Forum für Wissenschaft, Industrie und Wirtschaft

Hauptsponsoren:     3M 
Datenbankrecherche:

 

20 Prozent Wirkungsgrad in Sicht für industrienahe Siliciumsolarzellen

23.02.2011
Forschern des Fraunhofer-Instituts für Solare Energiesysteme ISE ist es gelungen, neue Spitzen-Wirkungsgrade für einfach herzustellende großflächige Siliciumsolarzellen zu erreichen. Mit gegenüber dem heutigen Industriestandard weiter entwickelten Zellstrukturen konnten sie demonstrieren, dass in naher Zukunft Wirkungsgrade von 20 Prozent realisierbar sind.
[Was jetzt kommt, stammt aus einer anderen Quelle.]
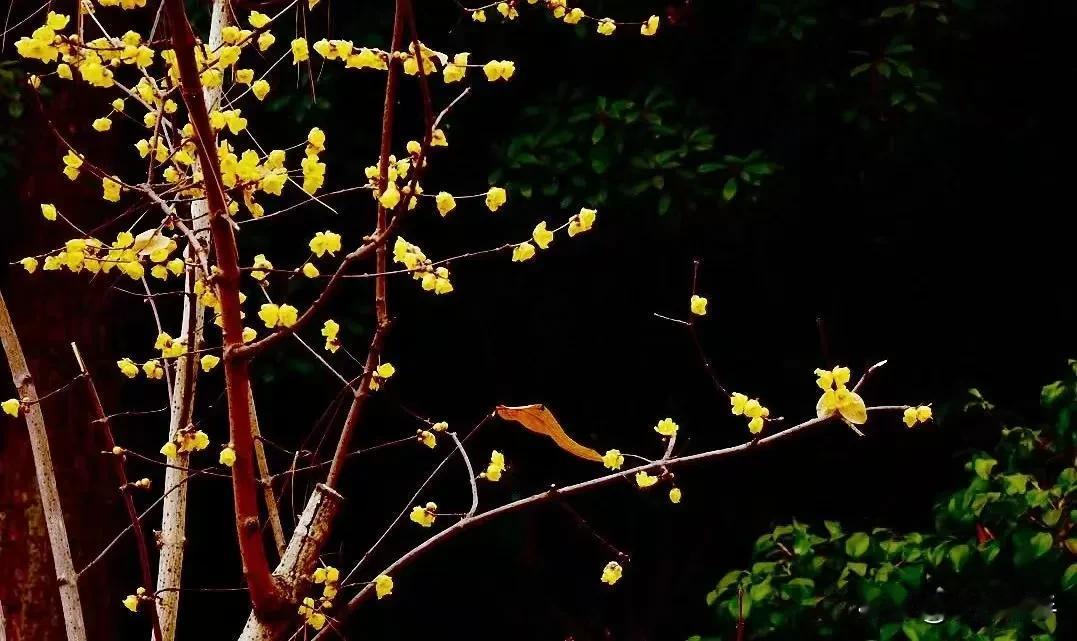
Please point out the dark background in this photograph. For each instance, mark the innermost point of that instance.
(936, 239)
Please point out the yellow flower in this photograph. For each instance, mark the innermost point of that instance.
(11, 406)
(456, 70)
(72, 163)
(612, 572)
(299, 51)
(737, 402)
(582, 222)
(382, 585)
(494, 468)
(330, 330)
(667, 427)
(499, 70)
(542, 236)
(153, 370)
(257, 19)
(755, 426)
(643, 479)
(269, 315)
(265, 40)
(523, 251)
(227, 457)
(613, 459)
(495, 197)
(698, 305)
(130, 602)
(649, 27)
(507, 11)
(445, 203)
(325, 242)
(260, 88)
(110, 189)
(424, 515)
(849, 404)
(390, 197)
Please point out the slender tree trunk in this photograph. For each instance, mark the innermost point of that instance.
(66, 576)
(175, 511)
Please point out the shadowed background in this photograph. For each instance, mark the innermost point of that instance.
(933, 237)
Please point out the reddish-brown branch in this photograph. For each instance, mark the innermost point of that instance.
(388, 113)
(357, 406)
(584, 486)
(125, 488)
(266, 596)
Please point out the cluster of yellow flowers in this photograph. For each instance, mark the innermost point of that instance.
(186, 440)
(561, 11)
(755, 412)
(128, 254)
(911, 416)
(422, 269)
(838, 399)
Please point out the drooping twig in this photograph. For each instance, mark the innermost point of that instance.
(537, 499)
(66, 577)
(125, 487)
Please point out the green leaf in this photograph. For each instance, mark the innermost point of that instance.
(983, 467)
(663, 204)
(1016, 484)
(1069, 577)
(857, 544)
(729, 190)
(598, 134)
(859, 69)
(959, 556)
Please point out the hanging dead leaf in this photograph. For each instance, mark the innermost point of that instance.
(540, 420)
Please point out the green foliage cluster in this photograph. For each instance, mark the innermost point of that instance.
(645, 145)
(1001, 563)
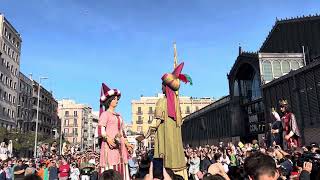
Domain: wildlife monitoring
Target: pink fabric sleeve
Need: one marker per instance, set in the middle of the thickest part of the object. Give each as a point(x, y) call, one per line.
point(102, 125)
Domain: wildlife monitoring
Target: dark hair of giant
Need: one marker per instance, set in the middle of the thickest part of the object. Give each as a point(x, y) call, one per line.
point(258, 164)
point(107, 102)
point(110, 175)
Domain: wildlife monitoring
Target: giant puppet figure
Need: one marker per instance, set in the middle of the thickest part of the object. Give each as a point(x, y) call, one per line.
point(114, 145)
point(168, 139)
point(276, 129)
point(290, 126)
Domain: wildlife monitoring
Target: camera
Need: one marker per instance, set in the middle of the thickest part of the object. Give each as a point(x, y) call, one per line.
point(309, 157)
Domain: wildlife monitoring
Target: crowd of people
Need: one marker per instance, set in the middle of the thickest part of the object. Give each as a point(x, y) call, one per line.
point(221, 161)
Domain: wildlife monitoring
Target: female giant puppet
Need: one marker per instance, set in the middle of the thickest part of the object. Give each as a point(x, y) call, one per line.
point(290, 125)
point(168, 140)
point(114, 145)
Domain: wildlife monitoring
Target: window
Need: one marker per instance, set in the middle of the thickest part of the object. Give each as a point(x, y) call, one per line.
point(139, 110)
point(66, 122)
point(285, 67)
point(276, 69)
point(150, 119)
point(139, 129)
point(267, 71)
point(75, 131)
point(188, 110)
point(295, 65)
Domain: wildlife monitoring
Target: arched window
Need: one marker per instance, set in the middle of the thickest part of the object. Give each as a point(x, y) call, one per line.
point(267, 70)
point(285, 67)
point(256, 91)
point(236, 88)
point(295, 65)
point(276, 69)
Mehr als 80 Prozent der zur Zeit hergestellten Solarzellenleistung basiert auf kristallinem Silicium. Ziel von Industrie und Forschung ist es, die Kostenoptimierung für dieses Arbeitspferd der Photovoltaik weiter voranzutreiben. Wandeln derzeit die Zellen durchschnittlich 14-19 Prozent des Sonnenlichts in elektrische Energie um, so haben die Forscher die 20-Prozent-Marke bereits im Blick.


Industrienahe kristalline Siliciumsolarzelle mit 19,6 Prozent Wirkungsgrad. ©Fraunhofer ISE

Die Übertragung ihrer Ergebnisse in die Produktion wird – parallel zur rasanten Marktentwicklung in Deutschland – die Kosten für photovoltaisch erzeugten Strom weiter senken.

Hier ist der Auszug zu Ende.